4. Questionable Security
We've covered this topic before in our post VoIP Security Threats- What can I do? Though we have plenty of reasons to worry about online security, the worries centered around VoIP can be avoided if your company is properly prepared. If you know what level of security you're looking for, vendors can bulk up on security first and foremost. It is important not to ignore the fact that just like every other device on a network, there are vulnerabilities to hackers and cyber attackers if not protected. What can you do? Providing a virtual private network (VPN) is a great way to keep your data encrypted across your network as well as from the outside. Constant monitoring ensures that even when someone isn't watching, your network is safe. Strong passwords are a given and this almost goes without saying that password123 just isn't going to cut it. Substituting numbers for letters based on their appearance is a great way to start improving your password strength (i.e., 1 instead of L, 2 instead of Z, etc). Combine uppercase and lowercase letters as well as symbols and numbers for maximum security. Ready firewalls are a corporate expectation and should work effectively to protect your VoIP system in the long run.
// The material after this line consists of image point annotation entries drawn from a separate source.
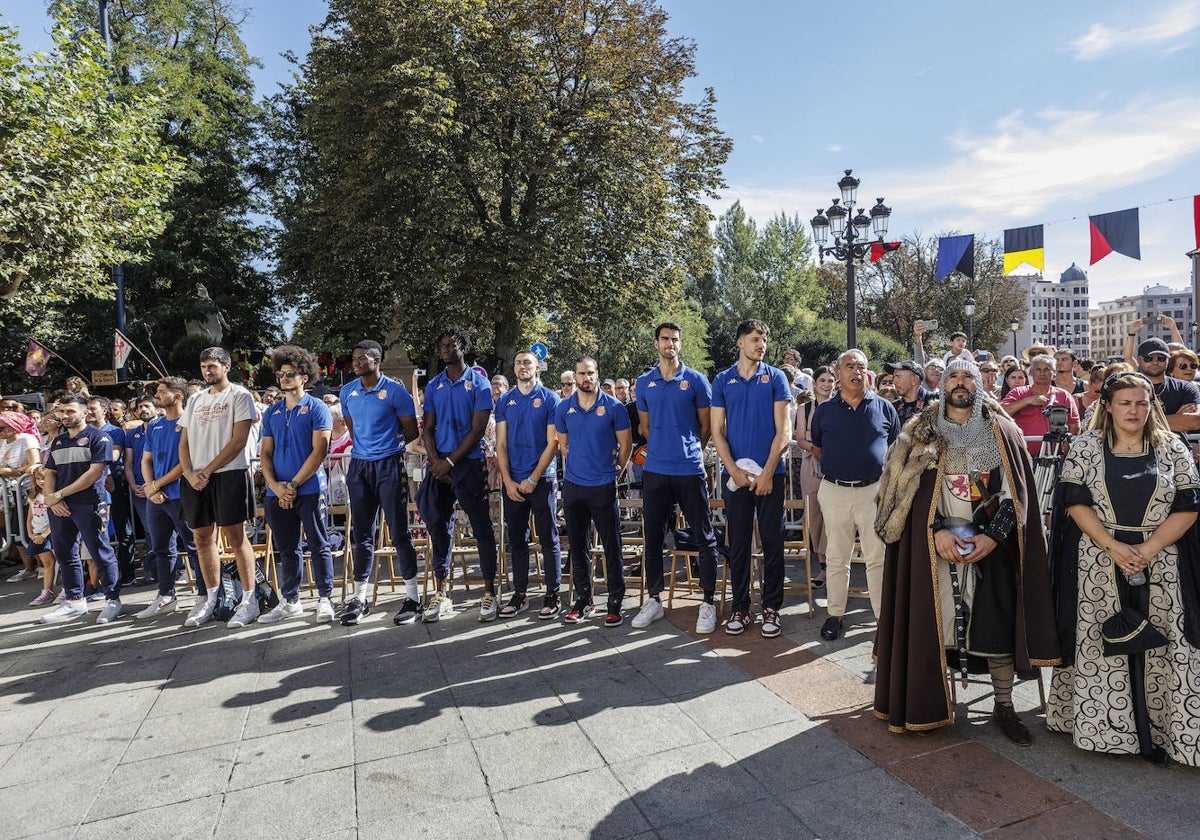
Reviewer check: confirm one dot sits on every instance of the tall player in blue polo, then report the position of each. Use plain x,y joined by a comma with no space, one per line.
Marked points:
526,445
457,406
673,406
593,432
75,493
295,439
381,417
750,430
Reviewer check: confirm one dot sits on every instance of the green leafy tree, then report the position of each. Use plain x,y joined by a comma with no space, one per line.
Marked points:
192,52
83,180
760,274
492,163
903,287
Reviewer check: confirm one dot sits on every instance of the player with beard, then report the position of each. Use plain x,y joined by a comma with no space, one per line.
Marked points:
966,581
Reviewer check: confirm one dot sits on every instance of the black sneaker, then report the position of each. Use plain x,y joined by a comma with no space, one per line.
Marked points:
581,611
515,606
353,610
550,606
409,612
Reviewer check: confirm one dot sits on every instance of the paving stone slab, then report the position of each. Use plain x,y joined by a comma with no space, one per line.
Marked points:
291,808
517,759
589,804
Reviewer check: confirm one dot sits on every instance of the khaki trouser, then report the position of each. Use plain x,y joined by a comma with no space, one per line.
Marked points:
846,508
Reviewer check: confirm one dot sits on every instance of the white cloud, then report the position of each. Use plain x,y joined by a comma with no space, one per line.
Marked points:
1170,25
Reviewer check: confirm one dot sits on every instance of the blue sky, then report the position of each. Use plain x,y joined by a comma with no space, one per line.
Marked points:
964,115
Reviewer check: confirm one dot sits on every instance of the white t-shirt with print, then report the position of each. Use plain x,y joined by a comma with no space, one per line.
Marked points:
209,419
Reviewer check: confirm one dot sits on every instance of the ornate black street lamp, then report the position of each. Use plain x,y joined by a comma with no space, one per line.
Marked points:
850,241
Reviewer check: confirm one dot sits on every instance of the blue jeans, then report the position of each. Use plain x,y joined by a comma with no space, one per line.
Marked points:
660,495
741,508
516,517
168,532
376,485
583,505
307,511
88,520
469,487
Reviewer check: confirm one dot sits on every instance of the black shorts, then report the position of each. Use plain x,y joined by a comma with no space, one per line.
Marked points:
228,499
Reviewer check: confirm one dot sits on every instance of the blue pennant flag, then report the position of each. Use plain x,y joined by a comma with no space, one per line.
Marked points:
955,253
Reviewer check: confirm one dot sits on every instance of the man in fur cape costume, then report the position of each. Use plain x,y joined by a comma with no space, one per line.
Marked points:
958,483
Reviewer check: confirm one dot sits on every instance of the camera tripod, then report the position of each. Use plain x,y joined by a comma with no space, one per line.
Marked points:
1048,465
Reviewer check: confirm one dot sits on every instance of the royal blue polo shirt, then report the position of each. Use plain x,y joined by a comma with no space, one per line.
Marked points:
592,444
136,442
376,414
526,418
73,456
162,441
750,409
292,432
673,444
453,402
855,441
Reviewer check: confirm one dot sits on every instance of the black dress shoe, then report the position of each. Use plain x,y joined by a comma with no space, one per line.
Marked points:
831,629
1011,725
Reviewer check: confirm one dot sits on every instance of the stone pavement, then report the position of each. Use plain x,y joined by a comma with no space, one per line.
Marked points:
514,730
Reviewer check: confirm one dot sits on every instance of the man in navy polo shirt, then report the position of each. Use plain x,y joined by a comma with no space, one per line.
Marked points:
457,406
673,407
120,513
593,432
381,417
526,445
751,429
75,493
135,445
295,439
166,527
851,435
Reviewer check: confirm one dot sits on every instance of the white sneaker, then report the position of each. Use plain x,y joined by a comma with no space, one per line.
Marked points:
245,613
439,606
651,612
201,613
111,611
282,611
67,611
324,611
159,605
489,609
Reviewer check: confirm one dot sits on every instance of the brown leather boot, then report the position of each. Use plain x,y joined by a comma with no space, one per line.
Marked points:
1011,725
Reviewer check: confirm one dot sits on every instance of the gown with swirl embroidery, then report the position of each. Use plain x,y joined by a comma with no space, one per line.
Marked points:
1143,703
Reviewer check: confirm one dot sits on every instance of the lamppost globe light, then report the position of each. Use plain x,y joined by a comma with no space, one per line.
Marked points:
837,215
820,229
849,187
851,240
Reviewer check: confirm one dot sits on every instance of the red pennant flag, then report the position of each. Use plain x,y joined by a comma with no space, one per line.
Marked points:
1195,217
880,250
1115,232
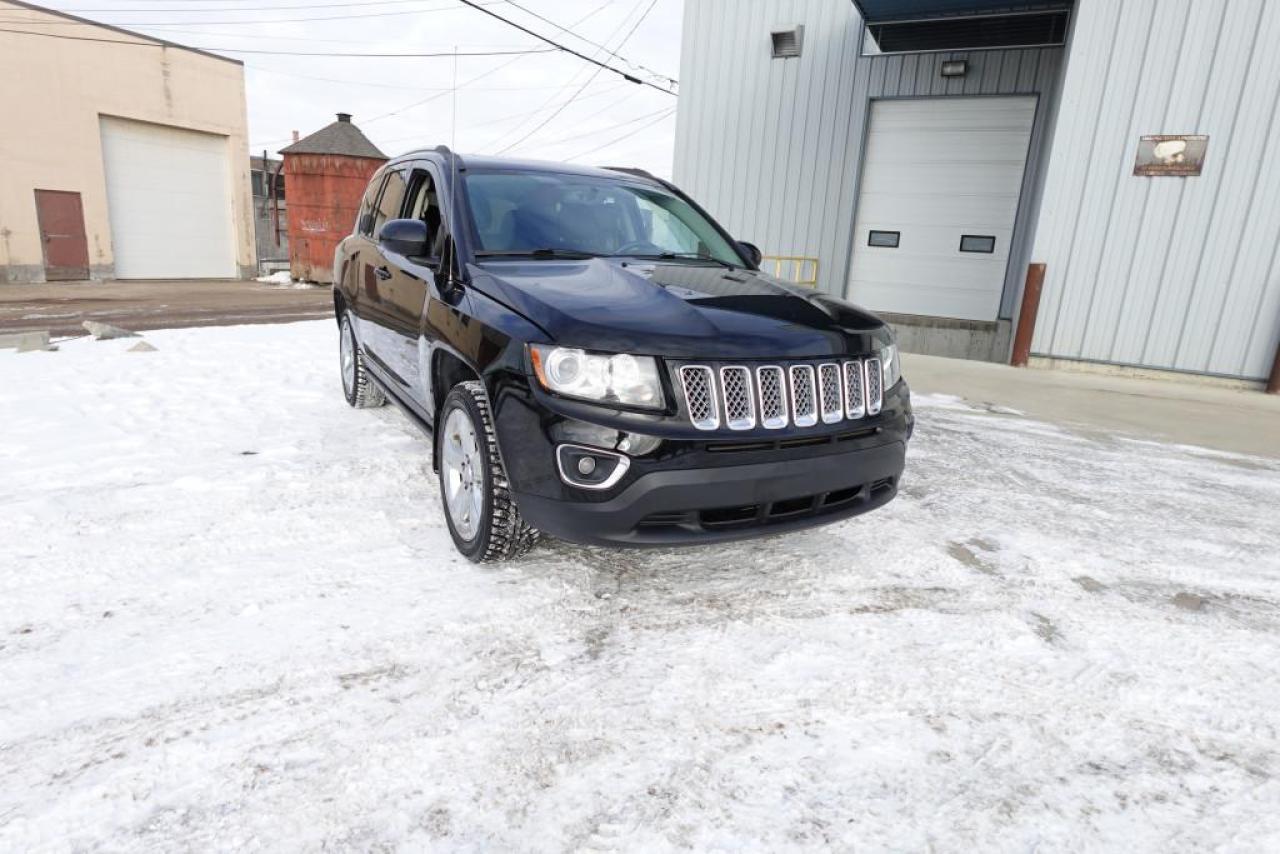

5. Only For Large Businesses
While large companies find VoIP useful for call centers that use high volume calling, small and mid-size companies are more than capable of reaping the benefits too. VoIP allows for small business growth without the need for expensive upgrades or costly downtime. Small companies can also utilize VoIP and its extensive feature set to make their organization look bigger than it is, with a more professional telephony solution aimed at optimal customer service. Mid-sized businesses can implement VoIP at multiple locations, saving in inter-company calls.
Switching telephony systems isn't a small decision. Make sure to do all of your research and triple check your sources before shying away from the idea of a Hosted VoIP solution. VoIP is simply the most cost effective and efficient way of handling business telecommunication needs.